Au même moment, la porte d’un immeuble voisin s’ouvrit. C’était le plus grand immeuble du pâté de maisons, et son stuc fissuré avait été récemment repeint en jaune bouton d’or. Quatre armoires à glace au crâné rasé, aux traits durs et aux paupières tombantes en sortirent.
En les voyant venir vers eux, Ry leva lentement les mains et les posa sur le volant.
« Laisse tes mains bien en évidence, qu’ils puissent les voir.
— D’aaaccord », fit Zoé.
Ry comprit qu’elle n’en menait pas large.
« Ils ne nous feront pas de mal. Simple mesure de précaution. »
Les hommes firent le tour de la voiture comme des chiens autour d’un réverbère. Ils portaient tous des holsters sous leur blouson, mais ils ne donnaient pas l’impression de vouloir dégainer. Pour l’instant.

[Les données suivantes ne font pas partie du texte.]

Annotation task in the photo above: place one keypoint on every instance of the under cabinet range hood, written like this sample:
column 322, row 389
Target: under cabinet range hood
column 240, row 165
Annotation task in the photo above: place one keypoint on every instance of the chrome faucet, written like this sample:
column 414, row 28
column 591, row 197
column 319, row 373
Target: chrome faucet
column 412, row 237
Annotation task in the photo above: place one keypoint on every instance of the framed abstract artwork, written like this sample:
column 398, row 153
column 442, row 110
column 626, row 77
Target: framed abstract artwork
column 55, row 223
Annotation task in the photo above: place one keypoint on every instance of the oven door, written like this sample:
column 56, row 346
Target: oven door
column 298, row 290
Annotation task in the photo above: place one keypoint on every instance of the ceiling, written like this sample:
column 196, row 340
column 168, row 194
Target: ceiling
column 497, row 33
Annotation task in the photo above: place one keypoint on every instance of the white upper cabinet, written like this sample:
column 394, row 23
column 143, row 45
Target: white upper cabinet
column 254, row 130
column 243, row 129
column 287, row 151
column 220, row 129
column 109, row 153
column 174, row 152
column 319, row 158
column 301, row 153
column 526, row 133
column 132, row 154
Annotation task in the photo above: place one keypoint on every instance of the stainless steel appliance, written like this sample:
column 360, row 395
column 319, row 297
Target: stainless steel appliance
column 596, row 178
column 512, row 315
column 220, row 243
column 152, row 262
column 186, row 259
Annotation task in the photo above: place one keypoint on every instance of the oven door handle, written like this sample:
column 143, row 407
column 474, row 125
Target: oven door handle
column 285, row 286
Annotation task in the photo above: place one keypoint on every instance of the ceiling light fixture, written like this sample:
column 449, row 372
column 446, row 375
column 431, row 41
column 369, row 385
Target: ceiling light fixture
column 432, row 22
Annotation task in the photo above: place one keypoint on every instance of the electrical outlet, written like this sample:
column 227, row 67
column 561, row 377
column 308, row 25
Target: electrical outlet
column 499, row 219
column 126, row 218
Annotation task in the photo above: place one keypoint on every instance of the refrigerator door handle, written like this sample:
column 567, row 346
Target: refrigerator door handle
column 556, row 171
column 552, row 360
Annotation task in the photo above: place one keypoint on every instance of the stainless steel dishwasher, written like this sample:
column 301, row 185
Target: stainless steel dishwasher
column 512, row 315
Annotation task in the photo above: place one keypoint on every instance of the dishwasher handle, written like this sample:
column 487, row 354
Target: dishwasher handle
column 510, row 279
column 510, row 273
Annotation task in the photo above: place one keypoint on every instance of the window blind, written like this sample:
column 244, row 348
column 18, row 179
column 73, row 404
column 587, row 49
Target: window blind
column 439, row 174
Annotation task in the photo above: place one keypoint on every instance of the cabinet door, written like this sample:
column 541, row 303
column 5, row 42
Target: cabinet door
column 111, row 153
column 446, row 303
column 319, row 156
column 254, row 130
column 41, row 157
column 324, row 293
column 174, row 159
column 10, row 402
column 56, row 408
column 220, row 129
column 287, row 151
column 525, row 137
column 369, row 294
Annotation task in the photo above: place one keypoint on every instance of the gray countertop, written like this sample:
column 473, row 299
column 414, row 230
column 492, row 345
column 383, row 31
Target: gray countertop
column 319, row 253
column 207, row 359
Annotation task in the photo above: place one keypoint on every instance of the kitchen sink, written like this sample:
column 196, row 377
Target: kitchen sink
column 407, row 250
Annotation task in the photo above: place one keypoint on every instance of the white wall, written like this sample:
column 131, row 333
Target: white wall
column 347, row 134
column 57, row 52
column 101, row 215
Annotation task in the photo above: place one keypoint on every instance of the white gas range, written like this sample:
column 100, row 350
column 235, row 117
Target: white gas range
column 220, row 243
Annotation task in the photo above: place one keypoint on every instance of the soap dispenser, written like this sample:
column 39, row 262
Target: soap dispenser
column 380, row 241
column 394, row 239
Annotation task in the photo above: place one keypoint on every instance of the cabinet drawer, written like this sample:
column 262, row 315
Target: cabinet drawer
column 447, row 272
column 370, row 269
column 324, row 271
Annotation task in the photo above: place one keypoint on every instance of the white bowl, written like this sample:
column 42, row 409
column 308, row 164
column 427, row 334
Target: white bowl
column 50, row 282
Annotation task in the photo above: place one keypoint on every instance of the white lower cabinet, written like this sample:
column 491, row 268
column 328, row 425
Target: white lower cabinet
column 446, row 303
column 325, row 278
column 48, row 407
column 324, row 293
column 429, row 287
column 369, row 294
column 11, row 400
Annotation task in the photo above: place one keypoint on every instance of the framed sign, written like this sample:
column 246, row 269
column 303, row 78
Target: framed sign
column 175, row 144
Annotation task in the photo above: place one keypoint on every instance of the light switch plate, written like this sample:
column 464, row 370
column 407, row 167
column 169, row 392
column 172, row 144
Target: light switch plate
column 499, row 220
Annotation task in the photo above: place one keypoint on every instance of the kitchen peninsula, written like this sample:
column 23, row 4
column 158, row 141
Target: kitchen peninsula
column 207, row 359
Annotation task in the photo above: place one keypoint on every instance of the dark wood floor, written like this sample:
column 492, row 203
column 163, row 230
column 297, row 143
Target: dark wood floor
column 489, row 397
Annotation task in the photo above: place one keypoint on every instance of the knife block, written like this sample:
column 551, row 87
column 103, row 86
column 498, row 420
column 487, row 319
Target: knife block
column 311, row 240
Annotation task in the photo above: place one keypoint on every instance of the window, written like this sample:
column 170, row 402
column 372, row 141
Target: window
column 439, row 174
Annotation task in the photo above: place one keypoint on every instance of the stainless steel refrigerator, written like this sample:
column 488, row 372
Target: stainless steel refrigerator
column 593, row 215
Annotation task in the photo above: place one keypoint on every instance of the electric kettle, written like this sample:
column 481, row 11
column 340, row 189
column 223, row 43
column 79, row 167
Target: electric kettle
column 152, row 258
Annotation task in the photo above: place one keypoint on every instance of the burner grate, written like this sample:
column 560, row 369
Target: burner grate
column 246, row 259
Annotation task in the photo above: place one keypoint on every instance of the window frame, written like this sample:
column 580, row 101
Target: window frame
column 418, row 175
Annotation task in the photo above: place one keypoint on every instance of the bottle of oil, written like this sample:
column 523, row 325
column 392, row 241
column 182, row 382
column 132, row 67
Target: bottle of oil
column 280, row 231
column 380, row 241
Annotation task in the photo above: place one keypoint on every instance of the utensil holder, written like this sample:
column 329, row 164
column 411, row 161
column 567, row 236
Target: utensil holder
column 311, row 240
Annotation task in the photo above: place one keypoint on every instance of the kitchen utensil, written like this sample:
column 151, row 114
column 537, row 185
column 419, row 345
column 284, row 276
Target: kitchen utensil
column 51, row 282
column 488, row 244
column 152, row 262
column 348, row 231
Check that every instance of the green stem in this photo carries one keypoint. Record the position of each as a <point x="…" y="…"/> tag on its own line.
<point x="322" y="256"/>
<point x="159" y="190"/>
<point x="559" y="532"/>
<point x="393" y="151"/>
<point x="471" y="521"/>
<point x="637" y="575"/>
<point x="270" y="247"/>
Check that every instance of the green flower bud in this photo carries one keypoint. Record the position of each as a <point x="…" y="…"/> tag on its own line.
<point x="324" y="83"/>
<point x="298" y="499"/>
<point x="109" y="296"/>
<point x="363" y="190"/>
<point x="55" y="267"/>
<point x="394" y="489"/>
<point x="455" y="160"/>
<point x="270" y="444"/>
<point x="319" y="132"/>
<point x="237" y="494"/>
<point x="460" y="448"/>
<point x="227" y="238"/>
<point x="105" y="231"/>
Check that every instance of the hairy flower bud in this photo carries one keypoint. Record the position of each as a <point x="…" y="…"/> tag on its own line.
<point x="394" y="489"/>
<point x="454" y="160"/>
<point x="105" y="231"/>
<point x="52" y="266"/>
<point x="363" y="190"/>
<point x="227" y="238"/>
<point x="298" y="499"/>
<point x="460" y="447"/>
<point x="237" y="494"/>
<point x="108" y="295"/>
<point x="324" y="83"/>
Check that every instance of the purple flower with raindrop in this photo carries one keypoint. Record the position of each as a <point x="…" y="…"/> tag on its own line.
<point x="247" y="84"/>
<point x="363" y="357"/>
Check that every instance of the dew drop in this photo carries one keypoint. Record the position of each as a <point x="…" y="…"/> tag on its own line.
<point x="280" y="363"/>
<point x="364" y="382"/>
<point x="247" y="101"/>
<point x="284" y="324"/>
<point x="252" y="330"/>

« Le gars qu’on vient voir, dit Ry, s’appelle Agim Latifi. C’est l’un des plus grands trafiquants d’armés d’Europe de l’Est. C’est aussi l’un des types les plus laids que tu verras de ta vie. Tu as déjà vu une lotte, sur un étal de poissonnier ? Eh bien, c’est lui tout craché, sauf qu’il est encore plus moche que ça. »
Il blaguait pour la mettre à l’aise, mais il était préoccupé. Il y avait quatre ans qu’il n’avait pas revu Agim, et le gouvernement français offrait dix mille euros de récompense pour un tuyau permettant leur arrestation.
Les gros bras achevèrent le tour de la voiture. L’un d’eux leur fit signe de descendre.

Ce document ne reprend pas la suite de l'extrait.